Which universities in South Africa have medical schools?

These are the South African universities with medical schools, where they are located, and links to their medical schools: 


Plans are in progress at the North-West University to open a medical school, but these haven’t been finalised yet. They have, however, been inviting applications from interested and prospective medical students for admission into their Medical/Health Science programmes for the 2022/2023 academic year.


What does it cost to enrol at medical schools in South Africa?

We have to emphasise that these figures are for your first year of tuition only, and may be open to change: 

  • University of Cape Town – R69,560
  • University of the Free State – R44,390
  • University of KwaZulu-Natal – R44,220
  • University of Limpopo – R48,038
  • University of Pretoria – R55,000
  • Sefako Makgatho Health Sciences University (previously MEDUNSA) – R31,450
  • Stellenbosch University – R55,096
  • Walter Sisulu University (not obtained)
  • University of the Witwatersrand – R62,890


Are there bursaries, scholarships or other funding I can apply for to study medicine?

All the universities mentioned have bursaries and/or other funding opportunities available, so you must research this via their websites and handbooks. Many other bodies also offer bursaries, so it’ll be well worth your while to spend some time researching these. You can also contact the Department of Health about bursaries. 

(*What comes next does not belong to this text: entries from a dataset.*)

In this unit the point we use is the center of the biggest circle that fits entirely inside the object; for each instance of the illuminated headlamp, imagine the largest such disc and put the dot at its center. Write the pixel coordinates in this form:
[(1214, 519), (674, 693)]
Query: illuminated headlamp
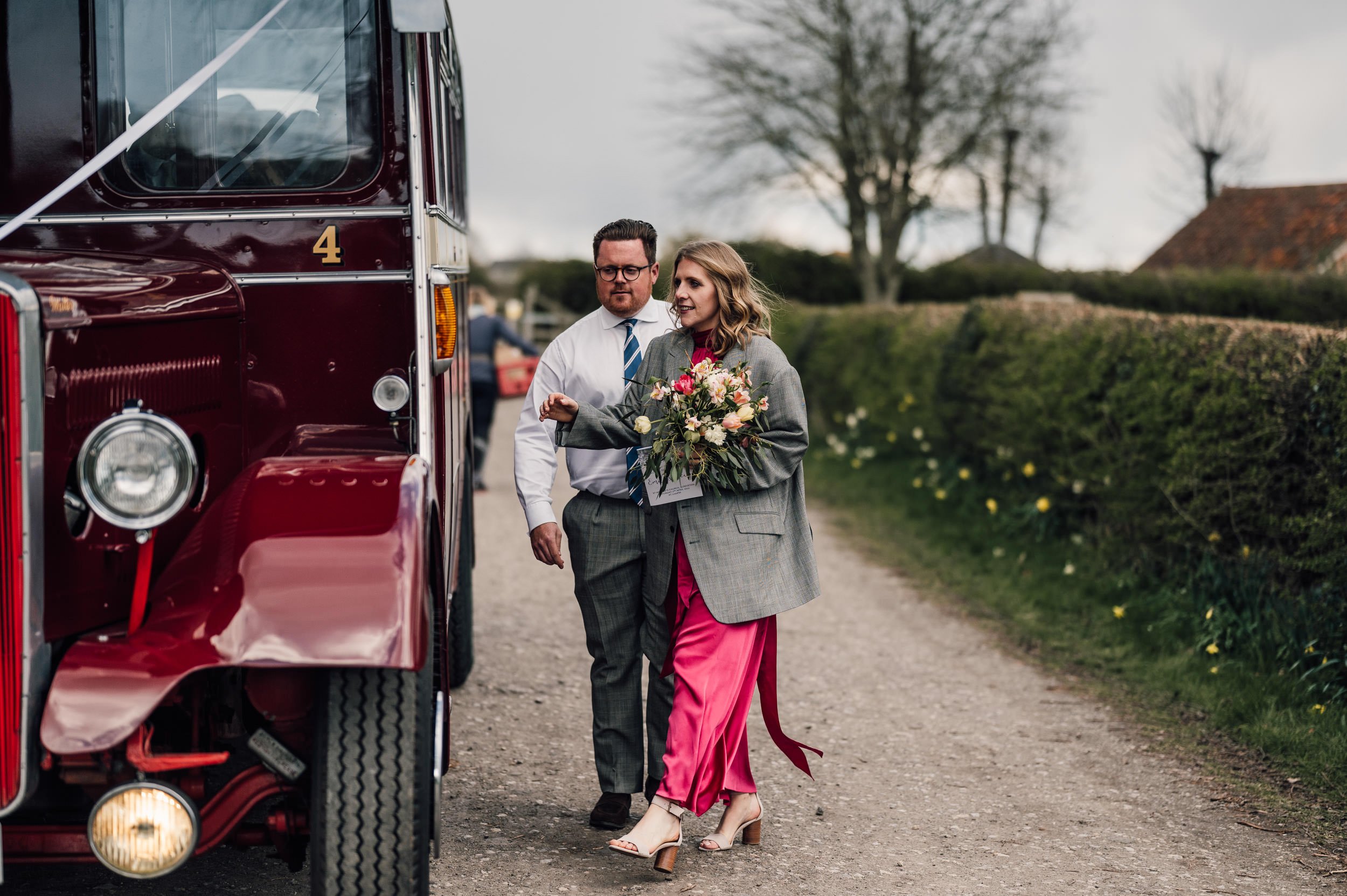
[(143, 829)]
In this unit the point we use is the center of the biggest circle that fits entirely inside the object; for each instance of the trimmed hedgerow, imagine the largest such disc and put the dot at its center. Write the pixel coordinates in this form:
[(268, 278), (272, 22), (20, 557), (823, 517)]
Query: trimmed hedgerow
[(1314, 298), (1199, 460)]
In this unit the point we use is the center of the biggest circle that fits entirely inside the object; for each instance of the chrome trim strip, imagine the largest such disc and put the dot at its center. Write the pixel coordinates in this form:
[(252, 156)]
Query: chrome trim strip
[(324, 276), (223, 214), (421, 270), (37, 652), (438, 212)]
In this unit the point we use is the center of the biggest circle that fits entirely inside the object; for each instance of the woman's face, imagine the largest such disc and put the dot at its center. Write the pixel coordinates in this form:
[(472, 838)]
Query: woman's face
[(696, 301)]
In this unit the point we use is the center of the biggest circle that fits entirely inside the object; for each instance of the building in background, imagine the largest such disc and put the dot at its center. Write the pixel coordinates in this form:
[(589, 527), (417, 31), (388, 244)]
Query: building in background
[(1294, 230)]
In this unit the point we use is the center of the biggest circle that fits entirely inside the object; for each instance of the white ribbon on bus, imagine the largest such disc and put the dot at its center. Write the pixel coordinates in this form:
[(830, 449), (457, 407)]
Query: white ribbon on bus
[(141, 127)]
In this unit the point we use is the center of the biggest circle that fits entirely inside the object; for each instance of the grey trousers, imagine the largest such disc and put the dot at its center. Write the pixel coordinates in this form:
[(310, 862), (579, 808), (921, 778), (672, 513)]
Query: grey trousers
[(608, 555)]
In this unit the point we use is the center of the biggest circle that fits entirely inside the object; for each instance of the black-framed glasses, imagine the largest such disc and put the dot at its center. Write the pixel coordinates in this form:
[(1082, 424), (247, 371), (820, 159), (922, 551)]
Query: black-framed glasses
[(629, 271)]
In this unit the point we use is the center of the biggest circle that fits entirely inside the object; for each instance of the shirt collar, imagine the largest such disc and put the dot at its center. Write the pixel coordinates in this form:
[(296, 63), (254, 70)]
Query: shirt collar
[(650, 314)]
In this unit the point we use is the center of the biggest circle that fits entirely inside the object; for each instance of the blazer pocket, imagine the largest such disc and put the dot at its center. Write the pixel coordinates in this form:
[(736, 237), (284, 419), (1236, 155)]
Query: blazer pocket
[(760, 523)]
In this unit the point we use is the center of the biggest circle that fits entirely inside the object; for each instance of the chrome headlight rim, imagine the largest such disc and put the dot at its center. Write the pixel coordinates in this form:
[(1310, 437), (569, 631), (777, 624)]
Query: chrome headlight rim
[(399, 383), (181, 798), (189, 474)]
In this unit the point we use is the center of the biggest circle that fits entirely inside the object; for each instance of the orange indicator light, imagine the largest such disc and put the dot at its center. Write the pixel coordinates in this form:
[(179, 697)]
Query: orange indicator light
[(446, 322)]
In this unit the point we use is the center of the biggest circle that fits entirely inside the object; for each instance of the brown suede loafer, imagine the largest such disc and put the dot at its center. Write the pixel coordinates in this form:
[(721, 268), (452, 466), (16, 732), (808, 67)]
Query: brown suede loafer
[(612, 811)]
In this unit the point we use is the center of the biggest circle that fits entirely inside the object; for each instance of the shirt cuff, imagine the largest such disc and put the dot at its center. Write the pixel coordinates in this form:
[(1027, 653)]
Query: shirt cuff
[(539, 512)]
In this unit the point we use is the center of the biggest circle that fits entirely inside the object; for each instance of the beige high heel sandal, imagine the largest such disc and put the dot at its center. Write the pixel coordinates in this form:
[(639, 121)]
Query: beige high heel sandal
[(751, 829), (666, 852)]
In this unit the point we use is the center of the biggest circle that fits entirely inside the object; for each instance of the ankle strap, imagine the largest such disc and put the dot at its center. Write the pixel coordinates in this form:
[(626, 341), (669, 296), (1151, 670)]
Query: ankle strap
[(672, 809)]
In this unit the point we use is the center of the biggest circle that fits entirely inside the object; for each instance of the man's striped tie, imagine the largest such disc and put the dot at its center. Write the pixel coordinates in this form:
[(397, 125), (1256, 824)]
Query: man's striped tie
[(631, 364)]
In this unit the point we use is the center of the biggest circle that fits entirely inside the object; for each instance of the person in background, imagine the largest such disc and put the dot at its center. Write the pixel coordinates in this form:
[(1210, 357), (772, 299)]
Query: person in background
[(605, 523), (484, 332)]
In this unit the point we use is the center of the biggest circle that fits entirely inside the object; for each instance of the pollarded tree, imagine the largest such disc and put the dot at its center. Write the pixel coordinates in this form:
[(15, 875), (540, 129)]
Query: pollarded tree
[(872, 104), (1216, 119)]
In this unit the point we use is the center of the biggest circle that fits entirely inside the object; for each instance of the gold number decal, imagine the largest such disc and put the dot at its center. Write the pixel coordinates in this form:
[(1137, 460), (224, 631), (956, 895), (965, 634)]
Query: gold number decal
[(328, 246)]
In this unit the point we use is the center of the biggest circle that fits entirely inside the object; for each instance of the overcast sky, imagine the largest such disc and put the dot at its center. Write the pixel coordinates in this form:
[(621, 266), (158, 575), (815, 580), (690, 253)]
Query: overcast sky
[(567, 123)]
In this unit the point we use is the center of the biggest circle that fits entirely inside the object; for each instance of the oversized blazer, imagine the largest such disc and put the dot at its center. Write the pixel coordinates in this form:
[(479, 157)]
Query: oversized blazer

There is a great deal of information in this regard on Google as well. Just make sure you search under relevant phrases like ‘bursaries for medical students’, etc. and you’ll get many sites to look at. NSFAS is another avenue you can explore if you are in really difficult financial circumstances.  


What does a doctor earn in South Africa?

The earnings of doctors in South Africa can and do vary greatly from doctor to doctor. It is affected by all sorts of factors like the region they’re working in, the institution they work for, if they’re in private practice, if they’re specialists, the level of competition, how experienced they are, whether they’re established or just starting out – the list goes on! 


However, it can be said that doctors are amongst the most highly-paid professionals in South African society.  So though it’s difficult to supply definitive figures here, the average yearly earnings of a doctor in South Africa would be around R808,000, which would be in the region of R414,00 per hour. Entry-level medical posts begin at about R273,000 per annum, but can then rise steeply to close on R2,400,000 per year. 


So are you enthusiastic and determined about following your dreams of becoming a doctor? Obviously, it’s self-evident that doctors do very important, worthwhile and indeed life-saving work. And it is interesting to note that South African doctors generally have an excellent reputation, and are very well-regarded all over the world. Becoming a doctor is an excellent career choice for the right person, ensuring a fulfilling, rewarding and lucrative profession.